Impact of laser shock peening on the microstructure and mechanical performance of 7075 aluminum alloy
Fanghui Wang, Ziheng Ding, Hushan Li, Chaogang Ding, Donghe Zhang, Debin Shan, Bin Guo, Jie Xu
Abstract
7075 aluminum alloy is extensively utilized in high-end manufacturing sectors such as aerospace, owing to its outstanding mechanical properties. However, the 7075 aluminum alloy typically experiences multiple complex working conditions during its service. Enhancing its performance is crucial for improving the service reliability of the entire structure. This study explores the effects of laser shock peening (LSP) on the microstructure and mechanical properties of 7075 aluminum alloy.
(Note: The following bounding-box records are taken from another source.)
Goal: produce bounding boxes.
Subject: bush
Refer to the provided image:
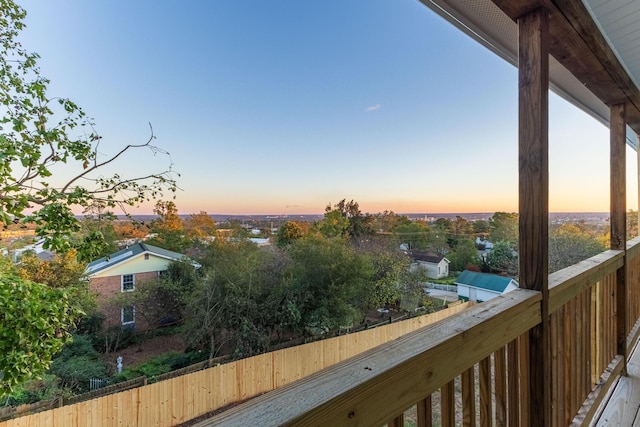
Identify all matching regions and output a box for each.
[115,351,206,382]
[49,335,107,393]
[0,375,66,406]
The results demonstrate that LSP significantly improves microhardness, tensile strength, and strain-hardening behavior, while promoting grain refinement and increasing dislocation density. With an increasing number of LSP cycles, dislocation density rises, leading to the formation of fine-grained surface layer. After LSP for 4 cycles, the surface microhardness increased to 205.8 HV, reflecting a rise of 21.73%. The yield strength and ultimate tensile strength were measured at 510.06 MPa and 572.11 MPa, respectively, indicating increases of 9.62% and 5.40%. Furthermore, LSP-treated specimens exhibited higher strain-hardening rate compared to the untreated alloy, indicating enhanced strengthening. However, elongation decreased with the increase in LSP cycles, likely due to the elevated dislocation density and the consequent reduction in plastic deformation capacity. Overall, LSP emerges as a promising surface treatment technique for enhancing the mechanical properties of 7075 aluminum alloy, with potential applications in industries demanding high-strength materials.